Of all the days Ione Tippetts could have been buried, she was buried on Flag Day.
"The flag meant everything to her,” said her oldest daughter, Irene Alder.
“The flag was a big thing in our family. We grew up loving the flag and our country.”
Saturday, more than 100 of her family members said goodbye, burying her next to her husband Marven at the Utah Veterans Memorial Park in Bluffdale.
Marven Tippetts was a World War II veteran who also loved the American flag.
As with almost anyone from America's greatest generation, the American flag is more than just fabric and stitches.
"If she saw a flag that was in disarray or disrepair, she would go say, 'you need a new flag' or sometimes she would go buy one and take it right to them," said Alder.
There were plenty of American flags at the cemetery.
The big flags standing tall have a breath-taking view of the mountains behind them.
Steve Payeur picked up his mother in Centerville and made the drive to the cemetery to say hi to his father, Ronald, who was proud of his military service and the American flag until his final day.
"He was just proud to be able to be here and to have this beautiful location,” said Payeur.
“This place and all the flags here meant a lot to him. He felt like it gave him the freedom to do whatever he wanted to do.”
Ronald Payeur died the day after Christmas in 2013.
He and his wife Gail celebrated their 50th wedding anniversary in October.
"He loved his flag and the United States and America, period," said Gail Payeur.
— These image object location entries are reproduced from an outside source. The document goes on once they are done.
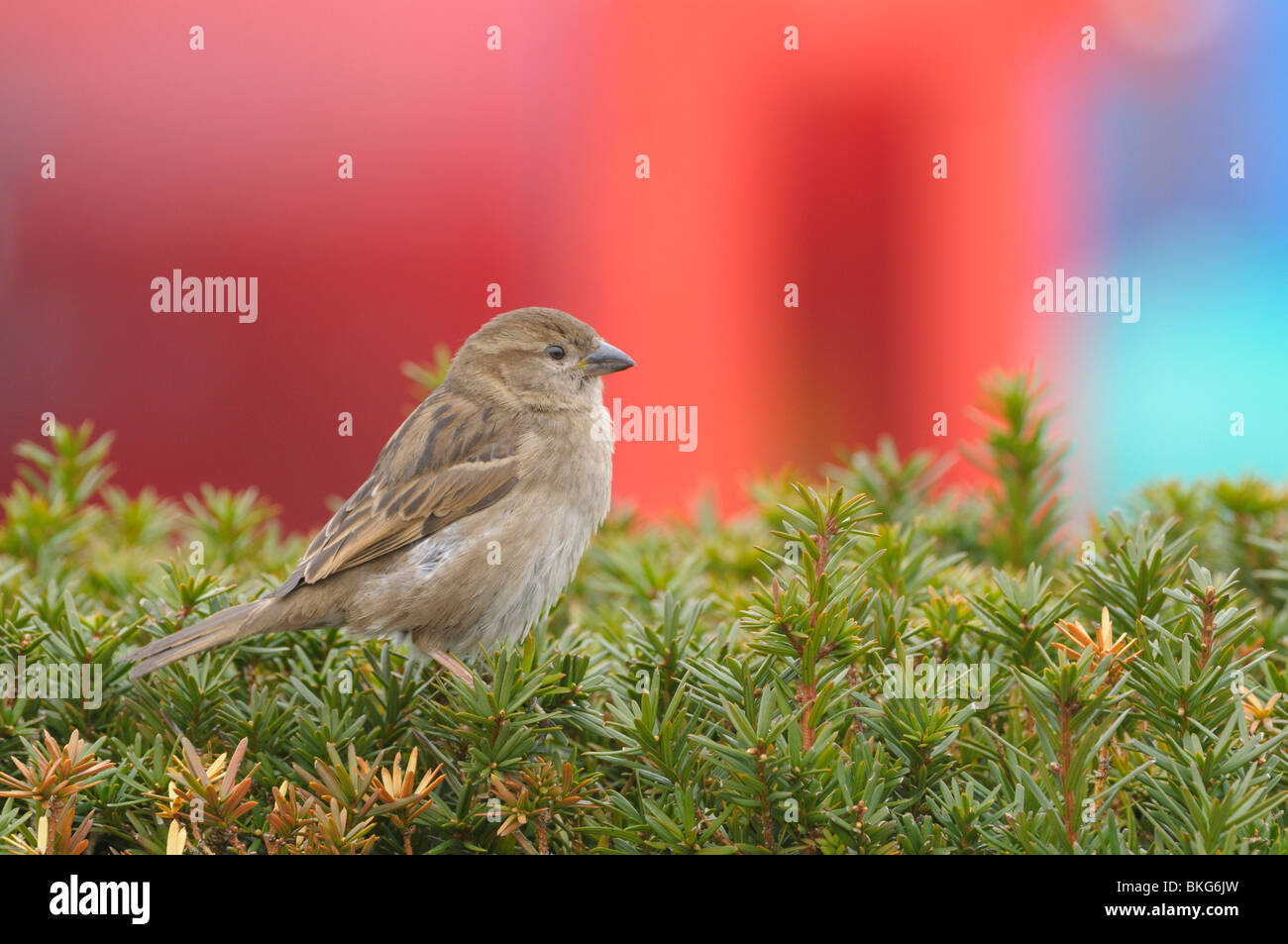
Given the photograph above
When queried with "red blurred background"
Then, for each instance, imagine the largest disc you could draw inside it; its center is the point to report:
(518, 167)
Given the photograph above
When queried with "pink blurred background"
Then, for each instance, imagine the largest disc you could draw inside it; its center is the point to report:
(518, 167)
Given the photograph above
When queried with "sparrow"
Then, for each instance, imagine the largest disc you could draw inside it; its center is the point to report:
(476, 515)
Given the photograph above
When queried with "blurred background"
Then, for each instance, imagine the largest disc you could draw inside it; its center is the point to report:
(475, 166)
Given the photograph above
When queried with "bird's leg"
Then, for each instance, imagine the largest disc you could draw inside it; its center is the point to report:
(452, 665)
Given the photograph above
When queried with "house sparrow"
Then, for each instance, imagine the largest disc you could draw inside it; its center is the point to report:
(476, 515)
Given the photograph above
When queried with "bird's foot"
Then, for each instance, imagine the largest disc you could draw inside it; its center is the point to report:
(452, 665)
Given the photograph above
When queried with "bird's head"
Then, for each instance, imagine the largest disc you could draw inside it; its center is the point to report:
(544, 359)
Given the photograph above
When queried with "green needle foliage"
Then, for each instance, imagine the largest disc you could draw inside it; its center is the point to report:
(876, 662)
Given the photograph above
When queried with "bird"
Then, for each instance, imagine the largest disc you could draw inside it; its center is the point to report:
(476, 515)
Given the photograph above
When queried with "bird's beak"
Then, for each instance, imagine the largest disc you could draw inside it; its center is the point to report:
(605, 360)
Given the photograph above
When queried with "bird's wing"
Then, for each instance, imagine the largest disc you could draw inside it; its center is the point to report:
(450, 459)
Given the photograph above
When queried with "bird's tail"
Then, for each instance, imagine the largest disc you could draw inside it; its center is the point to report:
(226, 626)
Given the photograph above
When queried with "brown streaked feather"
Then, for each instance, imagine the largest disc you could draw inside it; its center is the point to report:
(449, 460)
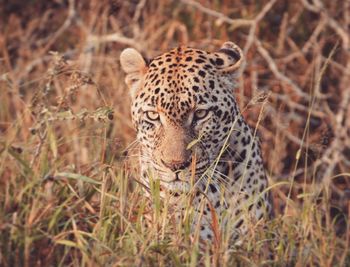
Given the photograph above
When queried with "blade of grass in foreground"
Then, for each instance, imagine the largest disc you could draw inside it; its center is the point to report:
(77, 176)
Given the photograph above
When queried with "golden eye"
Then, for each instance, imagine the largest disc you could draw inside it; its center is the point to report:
(152, 115)
(201, 114)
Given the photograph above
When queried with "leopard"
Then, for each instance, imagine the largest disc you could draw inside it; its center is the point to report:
(194, 139)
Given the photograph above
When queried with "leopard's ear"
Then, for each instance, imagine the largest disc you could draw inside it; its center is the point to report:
(230, 59)
(135, 68)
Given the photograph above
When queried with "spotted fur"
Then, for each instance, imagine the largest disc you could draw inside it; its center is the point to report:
(193, 137)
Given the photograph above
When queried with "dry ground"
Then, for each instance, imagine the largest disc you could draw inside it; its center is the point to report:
(67, 194)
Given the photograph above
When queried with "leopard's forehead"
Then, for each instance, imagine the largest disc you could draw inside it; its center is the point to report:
(180, 80)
There's just something about seeing the red, white and blue that makes us all feel patriotic.
On this holiday, it doesn't matter if you're Republican, Democrat, or something else, because, honestly, we're all Americans.
“Every time we can celebrate the flag, we're with it,” said Alder.
Of course Flag Day isn't as big as Christmas or as popular as Thanksgiving.
However, to those who still get emotional when they see an American flag waving in the air, Flag Day is still an important holiday.